Herrington on Building Missional Cores

John Herrington, Director of Church Planting for Hill Country Bible Church, recently spoke to the Austin Area Church PLanters Network. His topic was “Rapidly Building Missional Core Teams.” He launched his reflections from Matthew 9. Let me guess, you are thinking, not another “the harvest is plentiful, the laborers are few” message, but stick with this. John brought some missiological and good old fashioned evangelistic reflections. What follows is my re-wording of a couple of John’s solid insights:

1. To reach the harvest you need more than laborers; you need to know the soil. Borrowing from Keller, John exhorted us to study and understand our target group’s “baseline cultural narrative.” In other words, spend enough time with the harvest to know the cultural soil it grows in. What are their values, hopes, fears? What motivates them to work and to play? What is the major story that influences their decision making? Singleness? Relativism? Capitalism? Sex? Power? Do you spend enough time with your harvest to answer these questions?
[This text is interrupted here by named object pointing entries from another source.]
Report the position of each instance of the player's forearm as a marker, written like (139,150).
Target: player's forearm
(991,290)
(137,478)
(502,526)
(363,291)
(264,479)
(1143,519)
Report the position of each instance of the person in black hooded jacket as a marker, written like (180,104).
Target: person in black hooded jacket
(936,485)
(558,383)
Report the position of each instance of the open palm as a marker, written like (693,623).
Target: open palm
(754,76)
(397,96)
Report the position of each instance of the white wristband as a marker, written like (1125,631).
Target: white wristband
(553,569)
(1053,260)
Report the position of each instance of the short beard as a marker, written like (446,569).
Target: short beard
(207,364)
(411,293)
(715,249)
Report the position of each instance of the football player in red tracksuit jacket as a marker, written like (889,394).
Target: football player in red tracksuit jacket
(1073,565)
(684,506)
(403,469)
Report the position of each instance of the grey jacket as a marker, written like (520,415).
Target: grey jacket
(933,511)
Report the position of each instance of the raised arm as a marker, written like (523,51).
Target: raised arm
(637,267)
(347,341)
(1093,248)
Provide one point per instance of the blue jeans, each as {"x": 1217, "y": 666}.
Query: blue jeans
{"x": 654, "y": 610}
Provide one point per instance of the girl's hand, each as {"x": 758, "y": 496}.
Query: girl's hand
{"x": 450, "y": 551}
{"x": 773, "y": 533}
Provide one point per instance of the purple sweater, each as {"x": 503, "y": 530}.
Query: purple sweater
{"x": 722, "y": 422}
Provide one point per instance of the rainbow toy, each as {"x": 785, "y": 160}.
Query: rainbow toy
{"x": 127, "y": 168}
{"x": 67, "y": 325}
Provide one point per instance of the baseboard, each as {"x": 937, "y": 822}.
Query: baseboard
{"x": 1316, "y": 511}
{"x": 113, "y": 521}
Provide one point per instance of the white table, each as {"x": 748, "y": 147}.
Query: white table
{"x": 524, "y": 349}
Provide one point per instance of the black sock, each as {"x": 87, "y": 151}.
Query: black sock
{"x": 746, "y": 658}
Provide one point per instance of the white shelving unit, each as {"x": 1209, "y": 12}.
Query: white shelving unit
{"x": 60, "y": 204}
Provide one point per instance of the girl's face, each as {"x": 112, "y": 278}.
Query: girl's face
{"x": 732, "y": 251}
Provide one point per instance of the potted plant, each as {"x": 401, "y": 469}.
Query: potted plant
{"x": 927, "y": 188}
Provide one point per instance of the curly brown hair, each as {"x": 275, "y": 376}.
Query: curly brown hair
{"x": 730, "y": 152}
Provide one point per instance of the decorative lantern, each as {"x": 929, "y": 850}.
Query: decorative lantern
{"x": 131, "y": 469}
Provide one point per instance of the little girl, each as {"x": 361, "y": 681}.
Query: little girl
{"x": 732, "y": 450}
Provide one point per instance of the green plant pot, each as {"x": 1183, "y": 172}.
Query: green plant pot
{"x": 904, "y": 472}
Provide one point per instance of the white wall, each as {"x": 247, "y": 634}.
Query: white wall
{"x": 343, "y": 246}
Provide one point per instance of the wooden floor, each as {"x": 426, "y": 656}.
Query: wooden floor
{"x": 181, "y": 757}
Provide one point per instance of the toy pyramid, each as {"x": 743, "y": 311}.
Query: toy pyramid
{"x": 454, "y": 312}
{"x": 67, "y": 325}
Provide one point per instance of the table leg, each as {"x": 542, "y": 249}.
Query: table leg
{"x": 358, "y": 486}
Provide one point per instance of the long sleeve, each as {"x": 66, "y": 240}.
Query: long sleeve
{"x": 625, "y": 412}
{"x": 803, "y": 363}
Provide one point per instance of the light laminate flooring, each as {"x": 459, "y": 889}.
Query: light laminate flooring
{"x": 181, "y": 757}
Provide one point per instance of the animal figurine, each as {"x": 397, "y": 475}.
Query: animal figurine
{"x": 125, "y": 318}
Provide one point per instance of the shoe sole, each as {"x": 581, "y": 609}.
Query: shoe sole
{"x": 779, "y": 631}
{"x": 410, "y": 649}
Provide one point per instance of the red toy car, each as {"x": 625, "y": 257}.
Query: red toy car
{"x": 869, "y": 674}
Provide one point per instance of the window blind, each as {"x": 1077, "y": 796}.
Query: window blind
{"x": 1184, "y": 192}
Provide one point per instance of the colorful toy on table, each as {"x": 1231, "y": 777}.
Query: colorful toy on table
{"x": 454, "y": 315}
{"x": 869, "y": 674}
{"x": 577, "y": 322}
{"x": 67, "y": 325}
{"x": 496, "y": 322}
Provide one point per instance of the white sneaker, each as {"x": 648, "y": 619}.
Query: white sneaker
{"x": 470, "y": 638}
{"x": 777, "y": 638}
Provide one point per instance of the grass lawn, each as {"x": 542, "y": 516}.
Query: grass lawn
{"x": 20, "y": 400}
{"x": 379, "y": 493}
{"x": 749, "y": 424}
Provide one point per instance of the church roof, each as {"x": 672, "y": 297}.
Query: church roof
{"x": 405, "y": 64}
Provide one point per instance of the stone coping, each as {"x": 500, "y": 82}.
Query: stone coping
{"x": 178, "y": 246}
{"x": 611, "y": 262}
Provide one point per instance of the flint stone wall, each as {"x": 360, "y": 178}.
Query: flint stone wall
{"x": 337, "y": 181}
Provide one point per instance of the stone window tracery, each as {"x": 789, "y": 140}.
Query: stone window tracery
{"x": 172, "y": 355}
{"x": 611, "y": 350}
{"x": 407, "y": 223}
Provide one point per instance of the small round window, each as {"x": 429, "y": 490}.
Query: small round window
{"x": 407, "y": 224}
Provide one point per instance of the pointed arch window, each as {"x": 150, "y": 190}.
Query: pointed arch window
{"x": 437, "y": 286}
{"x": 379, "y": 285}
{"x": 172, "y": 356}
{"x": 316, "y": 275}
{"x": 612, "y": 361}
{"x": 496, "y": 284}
2. Evangelize sparingly, Reap unbelievers sparingly. John challenged us to quit hiding behind the broken defenses of the postmodern harvest–“door to door doesn’t work with us”; “community over conversion”; etc. John shared a story of going door to door with one of his planters to “get in the door” with his community. Sometimes it was straight for the spiritual jugular, other times it was simply getting to know the neighbors. John encouraged us to get out, get a dog, and meet your neighbors. Get into conversation, stir up community, and invite folks to something, a BBQ or whatever, but DO SOMETHING. Lots of folks turned out for the planters BBQ and his core team is thriving. If we sow sparingly we will reap sparingly. Get unchurched into your missional core. Sow abundantly, reap abundantly.

3. Put your hope in the sovereign, immanent God, not best missional practices. From Acts 17 John reminded us that Paul grounded his evangelistic hope in God “determining alloted periods and the boundaries of their dwelling place, that they should seek God, in the hope that they might feel their way toward him and find him…he is actually not far from each one of us…” Ultimately our hope can not be in great cultural savvy or best missional practices but in the sovereign immanent God who is here.